Le 4 avril, le parquet de Paris a ouvert une enquête pour violation du secret de l’enquête, au vu de la chronologie et du niveau de précision des informations publiées pendant la garde à vue. Le 8 avril, Gérald Darmanin a confirmé devant les députés qu’il avait saisi l’IGJ. Dans le même temps, le porte-parole de la Chancellerie, Sacha Straub-Kahn, s’est dit mis en cause et a annoncé déposer plainte pour diffamation.
Ce que cette affaire change, concrètement
La séquence dit beaucoup du rapport de force entre justice, politique et médias. Pour le gouvernement, saisir l’IGJ permet d’afficher une réaction rapide et de montrer que l’administration peut se contrôler elle-même. Pour Rima Hassan et ses soutiens, la plainte contre les fuites alimente une autre lecture : celle d’une procédure biaisée, où l’information sort au moment le plus utile pour nuire.
Le problème est plus large qu’un duel de personnes. Le secret protège la présomption d’innocence et limite les procès dans le procès. Mais trop de silence nourrit la suspicion, surtout quand le dossier touche une élue connue et très clivante. Dans ce cas précis, les fuites ne servent ni la sérénité de l’enquête ni la confiance du public. Elles l’abîment des deux côtés.
Le fond juridique, lui, reste simple à résumer. L’apologie du terrorisme consiste à présenter favorablement des actes terroristes ou à les commenter positivement.

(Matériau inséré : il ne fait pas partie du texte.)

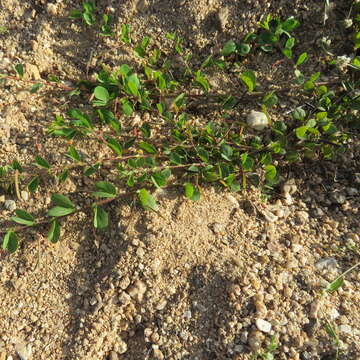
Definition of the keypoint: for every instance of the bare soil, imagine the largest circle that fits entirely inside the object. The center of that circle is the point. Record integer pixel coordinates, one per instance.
(194, 283)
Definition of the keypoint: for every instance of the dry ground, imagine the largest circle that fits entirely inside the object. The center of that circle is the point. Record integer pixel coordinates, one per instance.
(194, 284)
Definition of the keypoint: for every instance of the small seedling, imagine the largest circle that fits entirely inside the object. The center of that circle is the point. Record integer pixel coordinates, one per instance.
(220, 151)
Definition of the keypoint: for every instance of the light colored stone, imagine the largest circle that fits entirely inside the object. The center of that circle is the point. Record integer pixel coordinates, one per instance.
(140, 252)
(327, 263)
(51, 9)
(161, 305)
(137, 290)
(113, 355)
(124, 298)
(232, 200)
(263, 325)
(345, 329)
(24, 195)
(32, 72)
(352, 191)
(121, 346)
(23, 351)
(223, 17)
(255, 340)
(158, 355)
(10, 205)
(257, 120)
(334, 314)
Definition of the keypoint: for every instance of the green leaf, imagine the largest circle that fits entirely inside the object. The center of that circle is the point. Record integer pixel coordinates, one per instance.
(151, 149)
(180, 100)
(19, 69)
(301, 132)
(102, 95)
(42, 162)
(247, 162)
(36, 87)
(106, 190)
(290, 24)
(60, 211)
(270, 99)
(54, 232)
(287, 53)
(200, 79)
(63, 176)
(23, 218)
(33, 184)
(114, 145)
(10, 242)
(101, 218)
(189, 190)
(159, 179)
(203, 154)
(89, 18)
(299, 114)
(146, 200)
(229, 48)
(16, 166)
(62, 200)
(133, 84)
(270, 172)
(249, 79)
(127, 107)
(301, 59)
(125, 33)
(226, 152)
(73, 154)
(243, 49)
(290, 43)
(335, 285)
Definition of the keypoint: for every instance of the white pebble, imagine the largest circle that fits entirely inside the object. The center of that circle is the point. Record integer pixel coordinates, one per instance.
(263, 325)
(257, 120)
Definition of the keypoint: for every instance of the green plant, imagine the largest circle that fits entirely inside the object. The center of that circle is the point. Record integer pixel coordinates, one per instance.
(221, 151)
(268, 353)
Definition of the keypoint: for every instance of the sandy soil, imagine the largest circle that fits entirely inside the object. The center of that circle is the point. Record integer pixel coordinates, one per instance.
(213, 279)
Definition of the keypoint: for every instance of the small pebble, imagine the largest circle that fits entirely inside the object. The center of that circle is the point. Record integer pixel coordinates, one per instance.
(257, 120)
(263, 325)
(23, 351)
(345, 329)
(121, 347)
(10, 205)
(223, 17)
(327, 263)
(158, 355)
(113, 355)
(137, 290)
(24, 195)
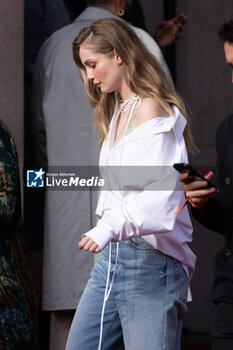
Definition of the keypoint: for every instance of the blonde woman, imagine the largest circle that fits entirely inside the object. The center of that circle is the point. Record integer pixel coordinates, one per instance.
(136, 296)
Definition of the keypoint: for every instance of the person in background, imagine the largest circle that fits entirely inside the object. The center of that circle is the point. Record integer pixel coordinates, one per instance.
(17, 302)
(166, 32)
(215, 211)
(62, 121)
(138, 287)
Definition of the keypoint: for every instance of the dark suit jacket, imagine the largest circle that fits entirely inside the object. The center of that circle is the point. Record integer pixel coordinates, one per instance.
(218, 215)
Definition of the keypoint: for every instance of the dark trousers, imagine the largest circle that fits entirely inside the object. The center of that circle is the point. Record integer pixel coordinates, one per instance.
(222, 331)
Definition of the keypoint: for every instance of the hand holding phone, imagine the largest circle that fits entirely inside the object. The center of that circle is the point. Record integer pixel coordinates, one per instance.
(197, 192)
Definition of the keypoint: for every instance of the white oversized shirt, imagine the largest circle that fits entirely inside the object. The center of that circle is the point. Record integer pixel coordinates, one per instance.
(135, 210)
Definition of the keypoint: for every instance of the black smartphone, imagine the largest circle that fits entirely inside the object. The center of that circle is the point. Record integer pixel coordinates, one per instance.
(194, 173)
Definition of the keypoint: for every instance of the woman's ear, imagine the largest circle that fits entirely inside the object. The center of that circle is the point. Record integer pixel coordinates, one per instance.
(117, 57)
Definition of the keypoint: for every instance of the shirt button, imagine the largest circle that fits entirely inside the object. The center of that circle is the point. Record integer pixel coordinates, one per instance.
(227, 252)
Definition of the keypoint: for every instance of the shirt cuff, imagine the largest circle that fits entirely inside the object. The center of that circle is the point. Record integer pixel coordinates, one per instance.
(100, 236)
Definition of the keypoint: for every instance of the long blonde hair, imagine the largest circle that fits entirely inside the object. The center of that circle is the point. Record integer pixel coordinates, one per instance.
(142, 71)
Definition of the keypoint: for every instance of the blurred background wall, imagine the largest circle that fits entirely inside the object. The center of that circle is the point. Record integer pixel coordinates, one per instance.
(11, 69)
(204, 81)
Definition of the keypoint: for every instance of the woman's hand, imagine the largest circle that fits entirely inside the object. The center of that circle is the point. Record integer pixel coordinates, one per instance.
(87, 243)
(196, 190)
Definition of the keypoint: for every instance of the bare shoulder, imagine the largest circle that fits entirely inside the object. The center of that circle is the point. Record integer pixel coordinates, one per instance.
(150, 108)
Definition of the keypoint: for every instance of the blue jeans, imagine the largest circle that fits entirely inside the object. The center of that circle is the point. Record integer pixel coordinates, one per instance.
(146, 305)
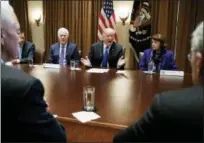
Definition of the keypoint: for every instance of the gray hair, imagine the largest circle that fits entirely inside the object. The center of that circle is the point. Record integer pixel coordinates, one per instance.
(8, 17)
(109, 30)
(60, 30)
(197, 39)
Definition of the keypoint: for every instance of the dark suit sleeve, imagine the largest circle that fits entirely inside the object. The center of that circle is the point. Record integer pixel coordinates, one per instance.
(142, 62)
(145, 129)
(31, 55)
(38, 124)
(172, 63)
(51, 59)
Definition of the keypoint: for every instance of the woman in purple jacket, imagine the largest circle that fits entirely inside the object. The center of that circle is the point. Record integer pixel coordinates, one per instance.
(158, 56)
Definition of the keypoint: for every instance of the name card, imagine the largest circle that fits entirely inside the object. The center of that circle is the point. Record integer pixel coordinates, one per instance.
(95, 70)
(56, 66)
(171, 73)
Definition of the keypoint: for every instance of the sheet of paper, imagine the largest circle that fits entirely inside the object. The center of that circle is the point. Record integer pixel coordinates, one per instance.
(84, 116)
(77, 69)
(56, 66)
(8, 64)
(148, 72)
(95, 70)
(120, 72)
(171, 73)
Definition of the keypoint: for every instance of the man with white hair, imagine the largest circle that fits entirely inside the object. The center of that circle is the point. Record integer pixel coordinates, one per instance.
(174, 116)
(63, 51)
(106, 53)
(24, 115)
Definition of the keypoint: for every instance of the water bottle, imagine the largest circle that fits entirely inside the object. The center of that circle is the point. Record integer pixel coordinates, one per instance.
(150, 67)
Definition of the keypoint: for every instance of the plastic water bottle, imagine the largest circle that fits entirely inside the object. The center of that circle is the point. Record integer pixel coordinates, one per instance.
(151, 67)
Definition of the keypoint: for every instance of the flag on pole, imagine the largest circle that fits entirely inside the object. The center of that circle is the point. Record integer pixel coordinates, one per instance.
(106, 18)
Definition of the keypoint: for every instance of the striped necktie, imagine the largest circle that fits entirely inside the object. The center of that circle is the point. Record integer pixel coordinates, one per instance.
(61, 57)
(105, 58)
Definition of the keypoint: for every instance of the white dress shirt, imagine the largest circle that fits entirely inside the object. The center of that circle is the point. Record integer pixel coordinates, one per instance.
(65, 49)
(104, 50)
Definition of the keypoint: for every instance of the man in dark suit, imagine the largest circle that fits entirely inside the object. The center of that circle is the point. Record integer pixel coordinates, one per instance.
(63, 52)
(24, 115)
(105, 54)
(26, 50)
(176, 115)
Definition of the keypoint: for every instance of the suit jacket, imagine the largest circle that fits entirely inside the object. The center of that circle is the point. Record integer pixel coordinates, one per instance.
(173, 116)
(96, 54)
(28, 52)
(23, 109)
(167, 60)
(71, 53)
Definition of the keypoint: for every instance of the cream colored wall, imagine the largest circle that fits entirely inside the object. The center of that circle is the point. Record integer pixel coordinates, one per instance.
(35, 7)
(120, 8)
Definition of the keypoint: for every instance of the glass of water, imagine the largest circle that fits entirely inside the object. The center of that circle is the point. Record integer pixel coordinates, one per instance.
(89, 98)
(72, 64)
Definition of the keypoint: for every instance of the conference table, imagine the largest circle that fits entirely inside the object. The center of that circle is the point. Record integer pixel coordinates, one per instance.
(121, 99)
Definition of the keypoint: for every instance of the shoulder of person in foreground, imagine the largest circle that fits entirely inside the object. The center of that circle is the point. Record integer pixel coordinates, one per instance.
(30, 44)
(36, 123)
(180, 111)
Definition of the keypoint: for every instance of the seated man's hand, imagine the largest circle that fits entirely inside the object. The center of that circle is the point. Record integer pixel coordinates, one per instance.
(15, 61)
(121, 62)
(86, 62)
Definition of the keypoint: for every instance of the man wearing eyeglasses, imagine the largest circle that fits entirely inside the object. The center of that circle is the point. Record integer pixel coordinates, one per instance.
(174, 116)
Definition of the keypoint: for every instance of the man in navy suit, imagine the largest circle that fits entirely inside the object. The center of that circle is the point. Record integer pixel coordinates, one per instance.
(63, 51)
(26, 50)
(25, 117)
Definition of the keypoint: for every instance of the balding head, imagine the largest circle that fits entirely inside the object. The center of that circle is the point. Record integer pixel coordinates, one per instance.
(63, 35)
(197, 53)
(9, 36)
(108, 36)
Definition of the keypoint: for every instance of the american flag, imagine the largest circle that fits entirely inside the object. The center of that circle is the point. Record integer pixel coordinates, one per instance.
(106, 18)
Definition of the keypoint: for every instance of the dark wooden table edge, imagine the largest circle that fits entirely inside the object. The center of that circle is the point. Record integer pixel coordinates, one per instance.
(93, 123)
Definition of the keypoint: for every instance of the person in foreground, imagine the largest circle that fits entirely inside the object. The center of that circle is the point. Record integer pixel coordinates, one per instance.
(24, 115)
(26, 50)
(174, 115)
(106, 53)
(63, 51)
(158, 55)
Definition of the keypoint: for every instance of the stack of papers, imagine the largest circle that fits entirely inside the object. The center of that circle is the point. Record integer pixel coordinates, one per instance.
(95, 70)
(171, 73)
(56, 66)
(84, 116)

Sur internet, la peine est plus lourde que pour une expression hors ligne. Ce cadre vise à protéger l’ordre public et la lutte antiterroriste, mais il place aussi les juges au milieu de débats politiques très inflammables, notamment sur la Palestine et Israël.
La défense de Rima Hassan, elle, conteste le cadre même de la procédure. Son avocat parle d’une garde à vue « parfaitement illégale » et demande la nullité des poursuites. De son côté, le ministère fait valoir qu’un porte-parole peut répondre à des questions institutionnelles sans entrer dans le fond d’un dossier. Les deux lectures sont cohérentes avec leurs intérêts respectifs : l’une cherche à délégitimer la procédure, l’autre à défendre la chaîne judiciaire.

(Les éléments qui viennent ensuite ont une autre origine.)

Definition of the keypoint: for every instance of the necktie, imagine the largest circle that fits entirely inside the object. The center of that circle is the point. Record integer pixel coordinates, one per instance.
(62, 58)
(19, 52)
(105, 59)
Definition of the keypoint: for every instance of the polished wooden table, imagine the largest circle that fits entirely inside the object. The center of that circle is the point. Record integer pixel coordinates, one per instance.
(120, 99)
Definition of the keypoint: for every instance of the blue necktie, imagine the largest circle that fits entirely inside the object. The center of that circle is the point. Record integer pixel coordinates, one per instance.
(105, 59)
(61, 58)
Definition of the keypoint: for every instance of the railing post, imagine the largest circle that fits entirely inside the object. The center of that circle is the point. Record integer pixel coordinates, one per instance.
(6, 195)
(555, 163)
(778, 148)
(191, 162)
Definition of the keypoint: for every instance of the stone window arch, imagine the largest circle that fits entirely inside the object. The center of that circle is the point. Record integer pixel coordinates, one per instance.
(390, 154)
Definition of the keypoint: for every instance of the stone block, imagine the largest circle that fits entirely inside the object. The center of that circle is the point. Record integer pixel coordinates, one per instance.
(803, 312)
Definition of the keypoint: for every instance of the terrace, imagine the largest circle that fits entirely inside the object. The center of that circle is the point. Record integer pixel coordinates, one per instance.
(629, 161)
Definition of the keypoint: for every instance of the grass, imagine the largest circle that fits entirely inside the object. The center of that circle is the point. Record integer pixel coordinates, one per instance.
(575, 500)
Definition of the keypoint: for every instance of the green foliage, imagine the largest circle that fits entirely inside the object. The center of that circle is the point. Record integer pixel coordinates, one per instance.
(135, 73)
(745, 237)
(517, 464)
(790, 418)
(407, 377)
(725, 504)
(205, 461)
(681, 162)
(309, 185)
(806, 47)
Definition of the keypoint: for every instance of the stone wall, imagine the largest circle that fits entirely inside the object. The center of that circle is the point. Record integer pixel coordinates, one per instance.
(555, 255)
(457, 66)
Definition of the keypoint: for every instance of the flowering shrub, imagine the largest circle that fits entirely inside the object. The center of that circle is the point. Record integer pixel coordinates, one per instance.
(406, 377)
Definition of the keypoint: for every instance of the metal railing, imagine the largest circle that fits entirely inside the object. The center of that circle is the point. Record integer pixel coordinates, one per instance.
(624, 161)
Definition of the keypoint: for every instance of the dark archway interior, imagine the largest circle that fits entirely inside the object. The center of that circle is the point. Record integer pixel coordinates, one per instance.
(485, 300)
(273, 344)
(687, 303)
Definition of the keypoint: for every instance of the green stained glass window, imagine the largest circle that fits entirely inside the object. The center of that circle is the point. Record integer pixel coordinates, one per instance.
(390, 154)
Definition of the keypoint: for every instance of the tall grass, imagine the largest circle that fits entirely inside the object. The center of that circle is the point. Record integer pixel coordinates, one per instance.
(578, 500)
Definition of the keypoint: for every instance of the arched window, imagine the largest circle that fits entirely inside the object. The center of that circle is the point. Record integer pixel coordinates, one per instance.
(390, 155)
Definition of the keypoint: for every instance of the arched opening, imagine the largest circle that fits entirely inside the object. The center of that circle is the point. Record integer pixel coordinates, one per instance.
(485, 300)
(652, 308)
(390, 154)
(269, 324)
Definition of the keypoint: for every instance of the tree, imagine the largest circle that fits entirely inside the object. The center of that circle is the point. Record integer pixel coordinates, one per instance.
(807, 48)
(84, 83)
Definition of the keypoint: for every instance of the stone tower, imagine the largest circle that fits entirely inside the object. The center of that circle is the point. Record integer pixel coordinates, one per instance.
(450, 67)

Les bénéficiaires des deux récits sont visibles. La majorité gouvernementale et la Chancellerie gagnent à montrer qu’elles ne couvrent aucune dérive interne. Rima Hassan et LFI gagnent à transformer une procédure pénale en débat sur les garanties démocratiques. Entre les deux, le public n’attend pas un slogan de plus. Il attend de savoir si les fuites venaient d’un service de l’État, d’un échange encadré, ou d’une faute plus grave.

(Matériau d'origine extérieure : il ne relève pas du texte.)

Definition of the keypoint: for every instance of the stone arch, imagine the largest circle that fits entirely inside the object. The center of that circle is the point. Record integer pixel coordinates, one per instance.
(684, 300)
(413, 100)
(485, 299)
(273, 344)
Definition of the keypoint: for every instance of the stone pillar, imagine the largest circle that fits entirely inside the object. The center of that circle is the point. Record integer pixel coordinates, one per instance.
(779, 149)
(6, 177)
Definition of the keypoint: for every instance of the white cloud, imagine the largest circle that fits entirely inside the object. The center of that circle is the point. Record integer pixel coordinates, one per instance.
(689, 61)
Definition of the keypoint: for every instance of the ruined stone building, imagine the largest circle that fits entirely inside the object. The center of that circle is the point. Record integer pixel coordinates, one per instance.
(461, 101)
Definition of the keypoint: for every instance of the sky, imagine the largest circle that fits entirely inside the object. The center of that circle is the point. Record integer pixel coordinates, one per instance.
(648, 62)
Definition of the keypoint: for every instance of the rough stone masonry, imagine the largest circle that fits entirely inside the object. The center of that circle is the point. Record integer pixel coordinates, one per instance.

Ce qu’il faut surveiller maintenant
La suite se jouera sur deux tableaux. D’un côté, l’Inspection générale de la justice dira si un service du ministère a manqué à ses règles. De l’autre, l’audience du 7 juillet dira ce que vaut juridiquement le message reproché à Rima Hassan. Entre les deux, le parquet devra aussi faire avancer son enquête sur les fuites. C’est là que se jouera, très concrètement, la crédibilité de toute cette séquence.